Singapore’s Small Sales Disappoint Amid Financial Panic
Indonesian Art is a Bright Spot
Local auctions held during the ArtSingapore fair were not big money affairs but they were part of a bid to win the Asian art market to Singapore. Altogether, the sales brought in less than $10 million, less than 2/3 of the estimates. John Andreas, founder of one of the houses, Borobodur, gave Bloomberg his observations:
The day before the auctions began, Singapore announced its economy had slipped into a recession and the MSCI Asia Pacific stocks index fell 6.9 percent, capping its worst week since the measure was created in 1987.
Sales of Chinese contemporary art were weakest, with only about 40 percent of lots finding buyers, Andreas said. Works by top Chinese artists have risen tenfold or more in the past decade, making them the most expensive in Asia.

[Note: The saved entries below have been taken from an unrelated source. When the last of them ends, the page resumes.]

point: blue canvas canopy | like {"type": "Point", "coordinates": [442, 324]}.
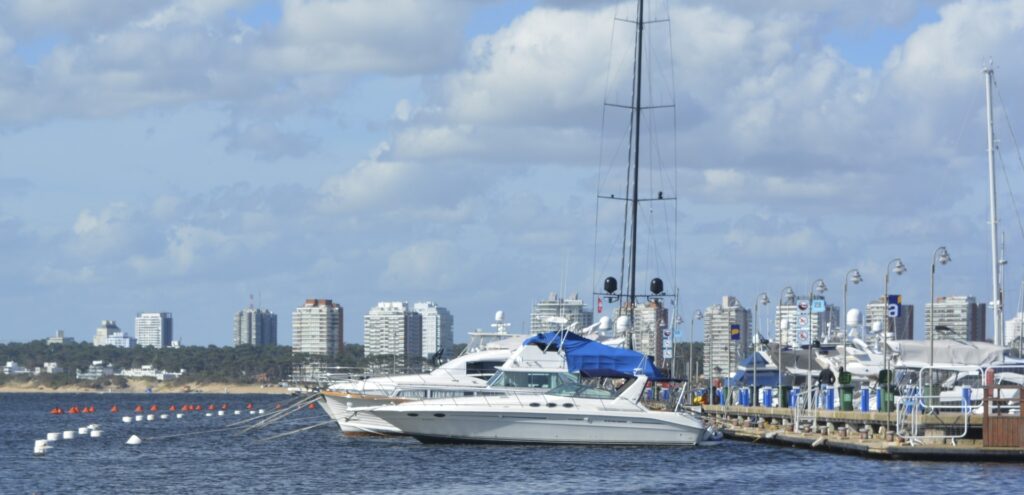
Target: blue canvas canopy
{"type": "Point", "coordinates": [594, 359]}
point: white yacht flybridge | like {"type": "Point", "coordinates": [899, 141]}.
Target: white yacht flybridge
{"type": "Point", "coordinates": [570, 413]}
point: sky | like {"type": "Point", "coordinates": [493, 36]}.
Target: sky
{"type": "Point", "coordinates": [188, 156]}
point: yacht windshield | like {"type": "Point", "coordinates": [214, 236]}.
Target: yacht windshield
{"type": "Point", "coordinates": [531, 379]}
{"type": "Point", "coordinates": [583, 392]}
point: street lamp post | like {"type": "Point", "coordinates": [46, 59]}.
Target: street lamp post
{"type": "Point", "coordinates": [689, 371]}
{"type": "Point", "coordinates": [761, 300]}
{"type": "Point", "coordinates": [851, 276]}
{"type": "Point", "coordinates": [940, 255]}
{"type": "Point", "coordinates": [819, 287]}
{"type": "Point", "coordinates": [895, 264]}
{"type": "Point", "coordinates": [786, 294]}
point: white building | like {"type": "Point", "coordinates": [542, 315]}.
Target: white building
{"type": "Point", "coordinates": [255, 327]}
{"type": "Point", "coordinates": [438, 329]}
{"type": "Point", "coordinates": [393, 329]}
{"type": "Point", "coordinates": [12, 368]}
{"type": "Point", "coordinates": [721, 352]}
{"type": "Point", "coordinates": [823, 325]}
{"type": "Point", "coordinates": [96, 370]}
{"type": "Point", "coordinates": [154, 329]}
{"type": "Point", "coordinates": [955, 317]}
{"type": "Point", "coordinates": [104, 330]}
{"type": "Point", "coordinates": [572, 310]}
{"type": "Point", "coordinates": [58, 338]}
{"type": "Point", "coordinates": [317, 328]}
{"type": "Point", "coordinates": [650, 324]}
{"type": "Point", "coordinates": [120, 339]}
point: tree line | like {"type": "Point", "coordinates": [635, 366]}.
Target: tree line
{"type": "Point", "coordinates": [244, 364]}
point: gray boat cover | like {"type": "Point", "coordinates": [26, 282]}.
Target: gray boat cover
{"type": "Point", "coordinates": [947, 353]}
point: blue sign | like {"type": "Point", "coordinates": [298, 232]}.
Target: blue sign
{"type": "Point", "coordinates": [894, 305]}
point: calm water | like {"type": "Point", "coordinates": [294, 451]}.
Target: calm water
{"type": "Point", "coordinates": [322, 460]}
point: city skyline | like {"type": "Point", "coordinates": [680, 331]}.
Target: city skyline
{"type": "Point", "coordinates": [457, 162]}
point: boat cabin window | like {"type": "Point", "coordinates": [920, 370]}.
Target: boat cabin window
{"type": "Point", "coordinates": [583, 392]}
{"type": "Point", "coordinates": [531, 379]}
{"type": "Point", "coordinates": [482, 368]}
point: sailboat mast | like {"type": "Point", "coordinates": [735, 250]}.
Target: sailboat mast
{"type": "Point", "coordinates": [636, 165]}
{"type": "Point", "coordinates": [997, 330]}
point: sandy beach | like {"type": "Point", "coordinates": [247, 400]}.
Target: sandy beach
{"type": "Point", "coordinates": [140, 386]}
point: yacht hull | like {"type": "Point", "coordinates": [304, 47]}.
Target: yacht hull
{"type": "Point", "coordinates": [358, 423]}
{"type": "Point", "coordinates": [551, 427]}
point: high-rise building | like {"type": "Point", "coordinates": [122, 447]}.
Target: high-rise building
{"type": "Point", "coordinates": [105, 329]}
{"type": "Point", "coordinates": [823, 325]}
{"type": "Point", "coordinates": [902, 326]}
{"type": "Point", "coordinates": [154, 329]}
{"type": "Point", "coordinates": [721, 352]}
{"type": "Point", "coordinates": [317, 328]}
{"type": "Point", "coordinates": [394, 329]}
{"type": "Point", "coordinates": [572, 310]}
{"type": "Point", "coordinates": [651, 321]}
{"type": "Point", "coordinates": [955, 317]}
{"type": "Point", "coordinates": [255, 327]}
{"type": "Point", "coordinates": [438, 335]}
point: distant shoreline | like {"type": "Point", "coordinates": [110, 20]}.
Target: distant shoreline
{"type": "Point", "coordinates": [142, 386]}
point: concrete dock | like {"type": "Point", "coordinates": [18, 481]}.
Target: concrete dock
{"type": "Point", "coordinates": [942, 437]}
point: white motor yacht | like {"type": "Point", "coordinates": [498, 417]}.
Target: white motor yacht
{"type": "Point", "coordinates": [571, 413]}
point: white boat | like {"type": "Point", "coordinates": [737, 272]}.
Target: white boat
{"type": "Point", "coordinates": [571, 413]}
{"type": "Point", "coordinates": [527, 370]}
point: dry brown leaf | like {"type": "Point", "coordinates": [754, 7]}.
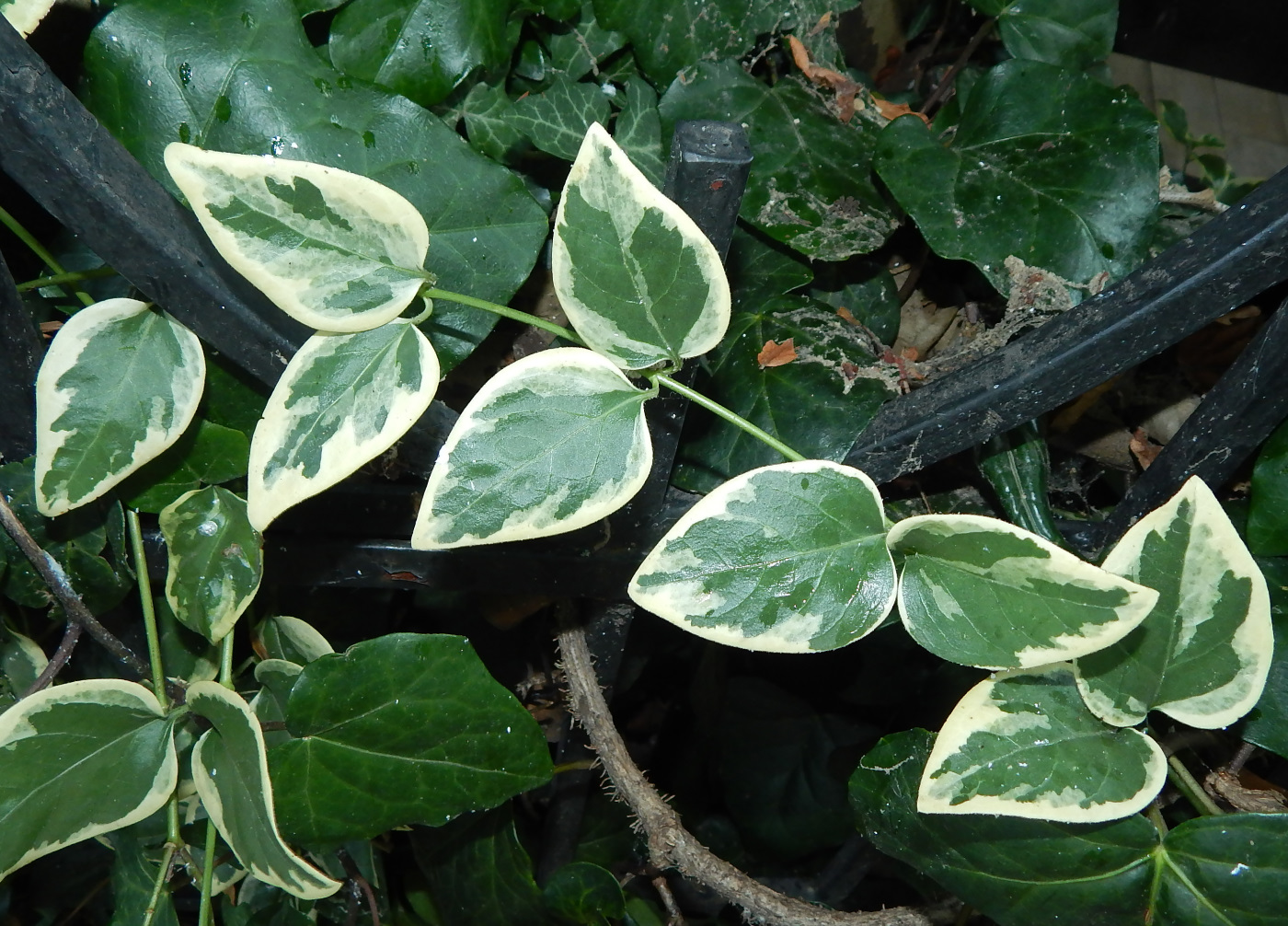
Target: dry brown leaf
{"type": "Point", "coordinates": [776, 354]}
{"type": "Point", "coordinates": [892, 111]}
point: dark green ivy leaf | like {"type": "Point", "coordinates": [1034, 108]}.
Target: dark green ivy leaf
{"type": "Point", "coordinates": [1046, 165]}
{"type": "Point", "coordinates": [406, 728]}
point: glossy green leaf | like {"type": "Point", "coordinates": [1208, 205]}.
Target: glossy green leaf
{"type": "Point", "coordinates": [206, 454]}
{"type": "Point", "coordinates": [639, 132]}
{"type": "Point", "coordinates": [811, 184]}
{"type": "Point", "coordinates": [1073, 34]}
{"type": "Point", "coordinates": [119, 386]}
{"type": "Point", "coordinates": [158, 71]}
{"type": "Point", "coordinates": [80, 758]}
{"type": "Point", "coordinates": [1213, 870]}
{"type": "Point", "coordinates": [1268, 509]}
{"type": "Point", "coordinates": [585, 894]}
{"type": "Point", "coordinates": [292, 639]}
{"type": "Point", "coordinates": [25, 15]}
{"type": "Point", "coordinates": [76, 539]}
{"type": "Point", "coordinates": [638, 278]}
{"type": "Point", "coordinates": [215, 561]}
{"type": "Point", "coordinates": [343, 400]}
{"type": "Point", "coordinates": [672, 35]}
{"type": "Point", "coordinates": [406, 728]}
{"type": "Point", "coordinates": [477, 871]}
{"type": "Point", "coordinates": [1203, 654]}
{"type": "Point", "coordinates": [331, 249]}
{"type": "Point", "coordinates": [421, 48]}
{"type": "Point", "coordinates": [984, 593]}
{"type": "Point", "coordinates": [558, 118]}
{"type": "Point", "coordinates": [778, 761]}
{"type": "Point", "coordinates": [1023, 744]}
{"type": "Point", "coordinates": [815, 405]}
{"type": "Point", "coordinates": [229, 768]}
{"type": "Point", "coordinates": [1268, 722]}
{"type": "Point", "coordinates": [517, 464]}
{"type": "Point", "coordinates": [1046, 165]}
{"type": "Point", "coordinates": [785, 559]}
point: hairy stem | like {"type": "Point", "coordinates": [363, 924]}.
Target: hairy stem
{"type": "Point", "coordinates": [669, 842]}
{"type": "Point", "coordinates": [38, 249]}
{"type": "Point", "coordinates": [150, 617]}
{"type": "Point", "coordinates": [717, 409]}
{"type": "Point", "coordinates": [60, 658]}
{"type": "Point", "coordinates": [62, 589]}
{"type": "Point", "coordinates": [505, 312]}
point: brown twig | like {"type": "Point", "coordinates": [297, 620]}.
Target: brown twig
{"type": "Point", "coordinates": [940, 93]}
{"type": "Point", "coordinates": [62, 589]}
{"type": "Point", "coordinates": [61, 655]}
{"type": "Point", "coordinates": [669, 842]}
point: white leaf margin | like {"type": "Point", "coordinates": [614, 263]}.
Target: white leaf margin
{"type": "Point", "coordinates": [1221, 550]}
{"type": "Point", "coordinates": [343, 452]}
{"type": "Point", "coordinates": [187, 386]}
{"type": "Point", "coordinates": [528, 523]}
{"type": "Point", "coordinates": [299, 878]}
{"type": "Point", "coordinates": [361, 199]}
{"type": "Point", "coordinates": [978, 712]}
{"type": "Point", "coordinates": [670, 600]}
{"type": "Point", "coordinates": [16, 725]}
{"type": "Point", "coordinates": [598, 331]}
{"type": "Point", "coordinates": [1142, 597]}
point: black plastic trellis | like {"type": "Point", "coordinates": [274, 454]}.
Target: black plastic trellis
{"type": "Point", "coordinates": [79, 173]}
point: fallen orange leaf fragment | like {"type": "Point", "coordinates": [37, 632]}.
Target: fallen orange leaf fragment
{"type": "Point", "coordinates": [776, 354]}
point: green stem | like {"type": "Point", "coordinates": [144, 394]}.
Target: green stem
{"type": "Point", "coordinates": [717, 409]}
{"type": "Point", "coordinates": [505, 312]}
{"type": "Point", "coordinates": [68, 277]}
{"type": "Point", "coordinates": [150, 617]}
{"type": "Point", "coordinates": [160, 885]}
{"type": "Point", "coordinates": [1190, 788]}
{"type": "Point", "coordinates": [38, 249]}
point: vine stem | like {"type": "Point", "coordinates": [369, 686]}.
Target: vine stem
{"type": "Point", "coordinates": [505, 312]}
{"type": "Point", "coordinates": [150, 617]}
{"type": "Point", "coordinates": [38, 249]}
{"type": "Point", "coordinates": [1189, 786]}
{"type": "Point", "coordinates": [61, 586]}
{"type": "Point", "coordinates": [717, 409]}
{"type": "Point", "coordinates": [669, 842]}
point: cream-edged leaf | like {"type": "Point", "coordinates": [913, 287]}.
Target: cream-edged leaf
{"type": "Point", "coordinates": [783, 559]}
{"type": "Point", "coordinates": [229, 768]}
{"type": "Point", "coordinates": [343, 399]}
{"type": "Point", "coordinates": [80, 758]}
{"type": "Point", "coordinates": [119, 386]}
{"type": "Point", "coordinates": [638, 278]}
{"type": "Point", "coordinates": [334, 250]}
{"type": "Point", "coordinates": [1023, 744]}
{"type": "Point", "coordinates": [554, 442]}
{"type": "Point", "coordinates": [983, 593]}
{"type": "Point", "coordinates": [215, 561]}
{"type": "Point", "coordinates": [1203, 654]}
{"type": "Point", "coordinates": [25, 15]}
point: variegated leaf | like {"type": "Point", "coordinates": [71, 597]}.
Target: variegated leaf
{"type": "Point", "coordinates": [1203, 654]}
{"type": "Point", "coordinates": [215, 561]}
{"type": "Point", "coordinates": [344, 399]}
{"type": "Point", "coordinates": [638, 278]}
{"type": "Point", "coordinates": [554, 442]}
{"type": "Point", "coordinates": [119, 386]}
{"type": "Point", "coordinates": [25, 15]}
{"type": "Point", "coordinates": [782, 559]}
{"type": "Point", "coordinates": [80, 758]}
{"type": "Point", "coordinates": [229, 768]}
{"type": "Point", "coordinates": [1023, 745]}
{"type": "Point", "coordinates": [983, 593]}
{"type": "Point", "coordinates": [335, 250]}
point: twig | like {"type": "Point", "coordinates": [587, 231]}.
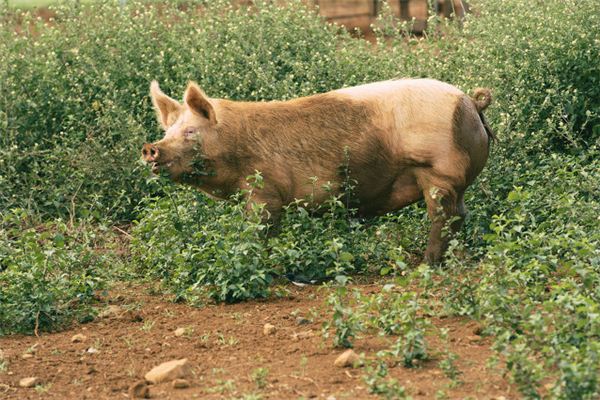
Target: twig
{"type": "Point", "coordinates": [122, 231]}
{"type": "Point", "coordinates": [37, 324]}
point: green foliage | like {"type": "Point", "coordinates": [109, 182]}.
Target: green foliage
{"type": "Point", "coordinates": [74, 112]}
{"type": "Point", "coordinates": [379, 384]}
{"type": "Point", "coordinates": [48, 275]}
{"type": "Point", "coordinates": [201, 246]}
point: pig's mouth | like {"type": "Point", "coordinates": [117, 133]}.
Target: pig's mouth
{"type": "Point", "coordinates": [157, 166]}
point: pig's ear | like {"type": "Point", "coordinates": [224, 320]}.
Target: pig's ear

“The financial crisis does not affect the Southeast Asian art as much, but for the Chinese artists it is very bad,” said Andreas. “For the artists that have not gone up so high, the demand is still strong.”
The weekend auctions took place during the four-day ArtSingapore fair, Southeast Asia’s biggest, which ended yesterday. The event drew 110 galleries from 16 countries, with a special emphasis on art from India and South Korea. About S$80 million of art was offered, the organizer said.
Stallholders at the sale echoed the mood at the auctions, with sub-S$20,000 works from South and Southeast Asia more popular with buyers than higher-priced Chinese works.